Prolonged endoplasmic reticulum stress is observed in heart failure, leading to increased production of ROS. Mitochondrial ROS, which is elevated in diabetes and hypertension, can stimulate its own production in a positive feedback loop, termed ROS-induced ROS release. Together with activation of mitochondrial inner membrane anion channels, it leads to mitochondrial depolarization. Abnormal function of these organelles can then activate downstream signaling pathways, ultimately culminating in altered function or expression of cardiac ion channels responsible for generating the cardiac action potential (AP). Vascular and cardiac endothelial cells become dysfunctional, leading to altered paracrine signaling to influence the electrophysiology of adjacent cardiomyocytes. All of these changes can in turn produce abnormalities in AP repolarization or conduction, thereby increasing likelihood of triggered activity and reentry.

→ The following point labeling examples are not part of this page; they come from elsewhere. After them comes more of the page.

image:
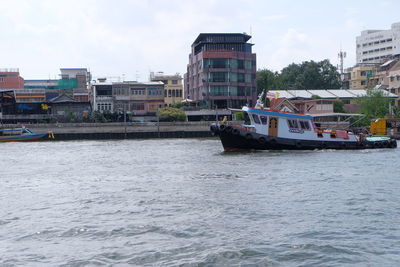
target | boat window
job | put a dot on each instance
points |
(293, 124)
(256, 119)
(263, 119)
(304, 125)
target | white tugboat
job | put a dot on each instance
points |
(277, 130)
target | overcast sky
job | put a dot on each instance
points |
(129, 38)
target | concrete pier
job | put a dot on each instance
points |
(130, 130)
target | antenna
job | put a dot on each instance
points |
(341, 56)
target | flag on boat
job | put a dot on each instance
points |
(271, 95)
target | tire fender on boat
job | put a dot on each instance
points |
(299, 144)
(393, 143)
(235, 131)
(262, 140)
(324, 145)
(273, 141)
(248, 136)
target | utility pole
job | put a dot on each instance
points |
(341, 56)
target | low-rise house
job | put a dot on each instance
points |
(139, 98)
(173, 87)
(64, 105)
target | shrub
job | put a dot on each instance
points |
(171, 114)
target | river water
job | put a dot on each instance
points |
(185, 202)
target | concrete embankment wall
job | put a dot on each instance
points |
(130, 130)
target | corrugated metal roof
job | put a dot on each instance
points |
(301, 93)
(282, 93)
(322, 93)
(341, 93)
(357, 92)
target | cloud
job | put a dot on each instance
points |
(292, 46)
(274, 17)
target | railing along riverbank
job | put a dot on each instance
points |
(119, 130)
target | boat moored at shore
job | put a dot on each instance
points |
(277, 130)
(19, 135)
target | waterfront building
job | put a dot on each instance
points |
(139, 98)
(77, 80)
(65, 105)
(102, 95)
(361, 74)
(376, 46)
(222, 71)
(10, 79)
(394, 79)
(173, 88)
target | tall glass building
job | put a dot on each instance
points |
(222, 71)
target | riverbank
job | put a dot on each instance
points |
(120, 130)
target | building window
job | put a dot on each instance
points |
(256, 119)
(293, 124)
(218, 90)
(264, 120)
(153, 91)
(304, 125)
(137, 106)
(137, 91)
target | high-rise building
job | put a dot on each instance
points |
(376, 46)
(222, 71)
(10, 79)
(173, 89)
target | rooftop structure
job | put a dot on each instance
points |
(221, 71)
(376, 46)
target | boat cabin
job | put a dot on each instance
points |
(292, 126)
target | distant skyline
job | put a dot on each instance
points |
(131, 38)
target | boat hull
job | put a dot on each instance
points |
(21, 138)
(234, 139)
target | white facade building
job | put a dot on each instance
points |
(376, 46)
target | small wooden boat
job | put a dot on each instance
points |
(19, 134)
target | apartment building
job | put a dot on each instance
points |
(173, 87)
(376, 46)
(139, 98)
(221, 71)
(10, 79)
(360, 76)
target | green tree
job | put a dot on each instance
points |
(171, 114)
(338, 107)
(311, 75)
(374, 104)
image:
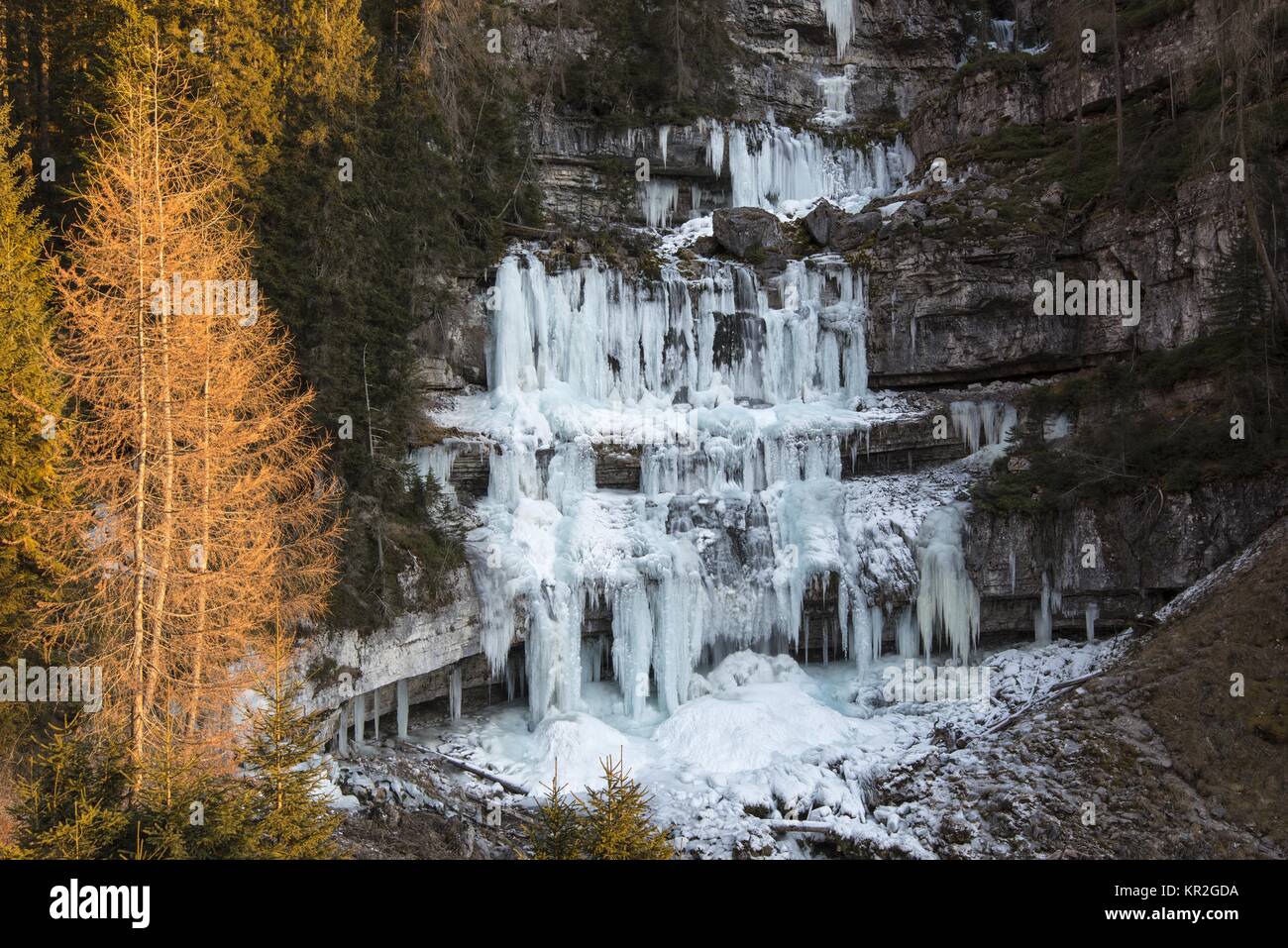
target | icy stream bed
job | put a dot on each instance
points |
(764, 741)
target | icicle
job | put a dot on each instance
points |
(1042, 616)
(840, 21)
(454, 694)
(947, 600)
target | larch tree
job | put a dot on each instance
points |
(205, 514)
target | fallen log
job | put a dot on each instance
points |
(510, 786)
(802, 826)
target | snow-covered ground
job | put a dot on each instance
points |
(764, 743)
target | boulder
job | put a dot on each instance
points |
(838, 230)
(745, 230)
(850, 231)
(818, 222)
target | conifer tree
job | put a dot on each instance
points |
(71, 805)
(30, 398)
(557, 832)
(288, 818)
(616, 822)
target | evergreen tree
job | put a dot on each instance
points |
(616, 820)
(288, 818)
(72, 804)
(557, 832)
(30, 398)
(1236, 290)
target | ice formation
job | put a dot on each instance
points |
(772, 167)
(840, 21)
(983, 424)
(741, 398)
(1001, 35)
(835, 91)
(776, 167)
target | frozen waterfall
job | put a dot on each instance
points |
(738, 399)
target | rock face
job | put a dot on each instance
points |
(417, 647)
(745, 231)
(1140, 552)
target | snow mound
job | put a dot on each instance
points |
(748, 668)
(750, 727)
(578, 743)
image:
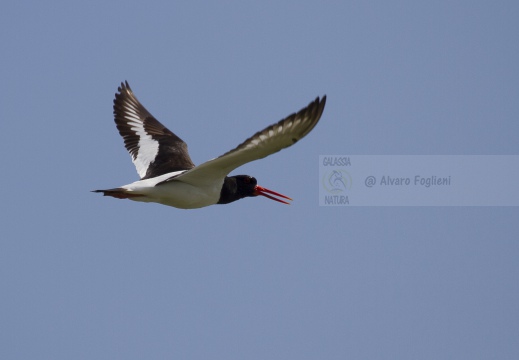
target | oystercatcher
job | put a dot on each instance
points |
(169, 177)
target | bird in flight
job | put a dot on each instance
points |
(169, 177)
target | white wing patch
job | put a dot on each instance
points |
(148, 147)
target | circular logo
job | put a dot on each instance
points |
(336, 181)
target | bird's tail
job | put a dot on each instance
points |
(118, 193)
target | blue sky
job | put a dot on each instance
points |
(87, 277)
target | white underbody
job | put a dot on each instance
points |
(174, 193)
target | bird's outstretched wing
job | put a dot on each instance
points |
(264, 143)
(154, 149)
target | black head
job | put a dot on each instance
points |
(239, 186)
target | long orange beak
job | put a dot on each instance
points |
(258, 190)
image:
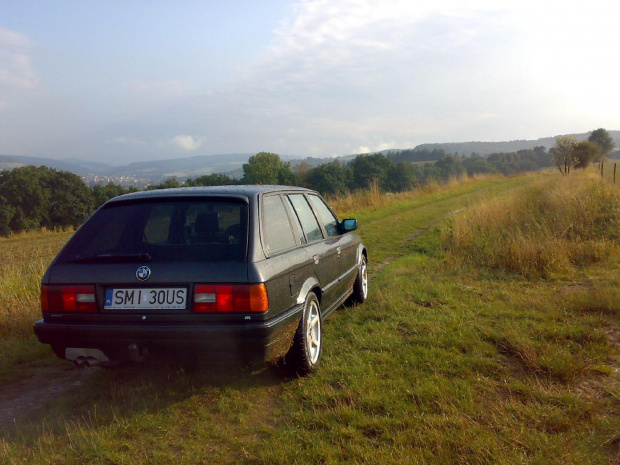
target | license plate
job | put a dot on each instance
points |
(151, 298)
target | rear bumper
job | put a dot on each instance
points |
(247, 341)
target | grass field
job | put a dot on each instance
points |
(457, 357)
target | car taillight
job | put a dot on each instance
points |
(77, 299)
(222, 298)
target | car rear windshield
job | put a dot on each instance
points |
(209, 230)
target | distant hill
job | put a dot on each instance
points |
(155, 170)
(182, 167)
(487, 148)
(78, 167)
(232, 164)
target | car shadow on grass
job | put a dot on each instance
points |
(56, 396)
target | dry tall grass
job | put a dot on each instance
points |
(372, 197)
(23, 260)
(547, 228)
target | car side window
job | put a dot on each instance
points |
(277, 232)
(306, 217)
(330, 222)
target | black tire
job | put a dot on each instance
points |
(304, 355)
(360, 287)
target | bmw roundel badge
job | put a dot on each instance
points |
(143, 273)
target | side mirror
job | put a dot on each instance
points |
(349, 225)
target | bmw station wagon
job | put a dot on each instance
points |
(248, 272)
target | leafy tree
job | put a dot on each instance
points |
(215, 179)
(562, 153)
(602, 138)
(450, 167)
(40, 196)
(70, 200)
(302, 172)
(585, 152)
(267, 168)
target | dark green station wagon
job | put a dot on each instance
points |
(248, 272)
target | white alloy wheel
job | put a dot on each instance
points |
(313, 332)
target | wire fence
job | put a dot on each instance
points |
(603, 166)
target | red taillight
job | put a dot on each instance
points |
(77, 299)
(227, 298)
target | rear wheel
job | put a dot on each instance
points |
(360, 287)
(305, 354)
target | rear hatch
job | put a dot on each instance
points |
(151, 256)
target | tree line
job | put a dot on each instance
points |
(569, 153)
(34, 197)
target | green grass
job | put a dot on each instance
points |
(449, 361)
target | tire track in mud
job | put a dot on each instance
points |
(24, 396)
(416, 233)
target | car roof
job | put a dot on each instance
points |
(247, 191)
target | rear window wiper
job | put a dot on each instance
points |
(113, 258)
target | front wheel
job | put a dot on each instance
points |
(304, 355)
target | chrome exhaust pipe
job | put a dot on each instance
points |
(86, 362)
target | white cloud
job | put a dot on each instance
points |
(188, 143)
(16, 69)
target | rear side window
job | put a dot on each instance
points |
(277, 232)
(327, 217)
(306, 217)
(209, 230)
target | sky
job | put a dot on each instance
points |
(123, 81)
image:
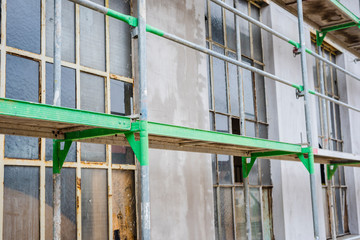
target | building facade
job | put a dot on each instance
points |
(193, 195)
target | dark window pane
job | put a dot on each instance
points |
(248, 91)
(238, 169)
(250, 129)
(92, 98)
(255, 212)
(226, 226)
(23, 24)
(216, 23)
(68, 90)
(240, 214)
(214, 169)
(265, 172)
(70, 157)
(120, 41)
(67, 30)
(94, 210)
(254, 174)
(21, 147)
(267, 214)
(216, 214)
(123, 204)
(338, 212)
(22, 79)
(121, 97)
(220, 86)
(21, 203)
(122, 155)
(68, 204)
(92, 37)
(234, 87)
(225, 172)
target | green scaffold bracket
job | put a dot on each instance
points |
(331, 169)
(247, 166)
(59, 155)
(320, 37)
(135, 145)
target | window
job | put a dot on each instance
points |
(335, 142)
(331, 90)
(98, 181)
(225, 117)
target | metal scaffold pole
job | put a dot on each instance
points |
(144, 141)
(326, 142)
(242, 125)
(308, 119)
(57, 102)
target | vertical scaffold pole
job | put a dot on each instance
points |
(242, 123)
(144, 143)
(308, 119)
(57, 102)
(326, 144)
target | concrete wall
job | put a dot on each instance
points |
(181, 183)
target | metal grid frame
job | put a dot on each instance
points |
(227, 50)
(41, 163)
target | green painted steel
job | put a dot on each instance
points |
(17, 108)
(91, 133)
(135, 145)
(144, 143)
(210, 136)
(246, 167)
(347, 11)
(271, 154)
(132, 21)
(304, 161)
(59, 155)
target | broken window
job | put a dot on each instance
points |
(98, 195)
(225, 111)
(335, 142)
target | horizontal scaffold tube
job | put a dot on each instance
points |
(133, 22)
(281, 36)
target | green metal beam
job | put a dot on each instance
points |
(331, 169)
(211, 136)
(345, 10)
(17, 108)
(91, 133)
(59, 155)
(270, 154)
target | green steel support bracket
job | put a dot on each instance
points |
(91, 133)
(135, 145)
(247, 166)
(331, 169)
(320, 37)
(59, 155)
(308, 162)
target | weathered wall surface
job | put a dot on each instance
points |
(180, 183)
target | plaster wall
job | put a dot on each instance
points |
(180, 183)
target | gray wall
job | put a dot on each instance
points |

ROS plays a significant role in producing arrhythmic substrate. Therapeutic strategies targeting upstream events include production of a strong reducing environment or the use of pharmacological agents that target organelle-specific proteins and ion channels. These may relieve oxidative stress and in turn prevent arrhythmic complications in patients with diabetes, hypertension, and heart failure.
心律失常是全球范围内的一个重大问题,可导致脑血管意外、心肌梗死和心源性猝死。越来越多的证据表明,活性氧(ROS)产生的氧化应激增加,在糖尿病和高血压等疾病中会升高,可导致心律失常的发生。
进行文献综述,以筛选研究ROS对心脏离子通道功能、重塑和心律失常发生影响的文章。
在心力衰竭中观察到内质网应激延长,导致ROS产生增加。糖尿病和高血压中升高的线粒体ROS可通过一个称为ROS诱导的ROS释放的正反馈环刺激其自身产生。连同线粒体内膜阴离子通道的激活,它导致线粒体去极化。这些细胞器的异常功能随后可激活下游信号通路,最终导致负责产生心脏动作电位(AP)的心脏离子通道功能或表达改变。血管和心脏内皮细胞功能失调,导致旁分泌信号改变,影响相邻心肌细胞的电生理。所有这些变化反过来又会导致AP复极化或传导异常,从而增加触发活动和折返的可能性。
ROS在产生心律失常基质中起重要作用。针对上游事件的治疗策略包括产生强还原环境或使用针对细胞器特异性蛋白质和离子通道的药物。这些可能减轻氧化应激,进而预防糖尿病、高血压和心力衰竭患者的心律失常并发症。